O valor de um terreno para construção corresponde, fundamentalmente, a uma expectativa jurídica, consubstanciada num direito de nele se vir a construir um prédio com determinadas características e com determinado valor. É essa expectativa de produção de riqueza materializada num imóvel a construir que faz aumentar o valor do património e a riqueza dos proprietários do terreno para construção, logo que o terreno passa a ser considerado como sendo para construção. Por essa razão, quanto maior for o valor dos prédios a construir, maior é o valor do terreno para construção.

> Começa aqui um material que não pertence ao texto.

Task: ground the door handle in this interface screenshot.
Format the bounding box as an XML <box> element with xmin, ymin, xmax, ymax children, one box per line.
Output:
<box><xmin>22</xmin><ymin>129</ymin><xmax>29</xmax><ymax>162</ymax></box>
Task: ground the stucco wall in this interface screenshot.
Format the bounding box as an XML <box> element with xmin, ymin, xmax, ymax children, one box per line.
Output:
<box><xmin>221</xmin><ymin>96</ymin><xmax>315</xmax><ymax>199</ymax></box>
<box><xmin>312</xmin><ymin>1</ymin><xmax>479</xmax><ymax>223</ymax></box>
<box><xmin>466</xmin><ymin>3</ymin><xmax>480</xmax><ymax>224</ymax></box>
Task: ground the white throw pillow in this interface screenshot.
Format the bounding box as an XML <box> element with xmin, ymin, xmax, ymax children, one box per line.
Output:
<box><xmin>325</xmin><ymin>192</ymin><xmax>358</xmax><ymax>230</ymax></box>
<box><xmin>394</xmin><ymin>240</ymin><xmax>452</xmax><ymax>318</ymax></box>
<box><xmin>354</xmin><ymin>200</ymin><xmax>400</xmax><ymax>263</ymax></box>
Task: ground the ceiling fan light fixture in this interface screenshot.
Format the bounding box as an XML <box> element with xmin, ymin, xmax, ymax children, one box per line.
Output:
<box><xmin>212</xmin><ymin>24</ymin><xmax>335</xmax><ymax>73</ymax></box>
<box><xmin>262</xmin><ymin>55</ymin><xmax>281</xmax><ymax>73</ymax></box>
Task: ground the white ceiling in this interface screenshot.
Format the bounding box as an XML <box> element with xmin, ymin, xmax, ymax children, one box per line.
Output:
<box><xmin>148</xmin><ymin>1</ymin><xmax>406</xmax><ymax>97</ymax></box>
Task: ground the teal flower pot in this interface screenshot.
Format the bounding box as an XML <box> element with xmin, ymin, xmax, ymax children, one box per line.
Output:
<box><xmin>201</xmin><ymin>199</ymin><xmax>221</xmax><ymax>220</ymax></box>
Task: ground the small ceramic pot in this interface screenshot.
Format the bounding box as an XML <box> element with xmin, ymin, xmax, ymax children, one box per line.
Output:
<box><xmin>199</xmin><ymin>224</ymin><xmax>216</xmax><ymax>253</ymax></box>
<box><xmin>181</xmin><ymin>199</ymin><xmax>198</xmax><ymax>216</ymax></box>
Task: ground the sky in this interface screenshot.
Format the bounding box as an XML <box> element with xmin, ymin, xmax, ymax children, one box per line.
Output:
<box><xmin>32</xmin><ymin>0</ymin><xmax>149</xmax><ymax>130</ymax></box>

Devemos ter em conta que no terreno ainda nada está construído, mas a mera constituição de um direito de nele se vir a construir faz aumentar imediatamente o seu valor. Para além disso, a medida desse valor depende também, sempre, do valor do prédio que nele virá a ser construído. É assim que funcionam os mecanismos de mercado e foi também assim que o legislador concebeu o modelo de avaliação de terrenos para construção».

                               O reconhecimento pelo legislador de que o terreno para construção traduz uma posição patrimonial do seu detentor e um valor de mercado próprio, torna imprestável a convocação da finalidade e do valor correspondentes ao prédio que nele venha a ser construído: terreno para construção e prédio construído não são realidades económicas equivalentes ou assimiláveis, no domínio da tributação do património imobiliário urbano. Assim foi afirmado pelo Tribunal, com destaque para a pronúncia do Plenário no já referido Acórdão n.º 378/2018, doutrina inteiramente transponível para a norma do AIMI aqui sindicada […].

                               Também no âmbito de incidência do AIMI, mesmo que norteada por uma ótica pessoal, não pode deixar de se reconhecer que os terrenos para construção são bem distintos dos prédios urbanos já construídos e afetos a uma finalidade específica por via de licenciamento ou utilização normal. Na verdade, e assentando, como se viu, a razão da não tributação dos prédios urbanos, comerciais, industriais, para serviços ou outros no propósito de promover o bom funcionamento das atividades económicas – o que implica a criação de estímulos à reafectação de recursos a fins produtivos, de forma a incrementar o crescimento económico -, os terrenos para construção apenas podem contribuir para esse desiderato em potência, num futuro hipotético e condicional, pois  mesmo que se tenha formado um direito a construir, nada impede a mudança de vontade do seu titular relativamente ao destino a dar ao prédio. Para além de que o que releva para efeitos da tributação anual em AIMI é o valor patrimonial tributário do prédio existente e constante da matriz, pois não se pode tributar uma capacidade contributiva futura e eventual, mas apenas a capacidade contributiva atual e efetiva. Os terrenos para construção constituem um ativo económico com valor patrimonial, em si mesmo revelador de capacidade contributiva do seu titular, estando, por isso, constitucionalmente legitimada a sua inclusão no acervo patrimonial globalmente sujeito a AIMI, independentemente do que neles venha a ser efetivamente implantado.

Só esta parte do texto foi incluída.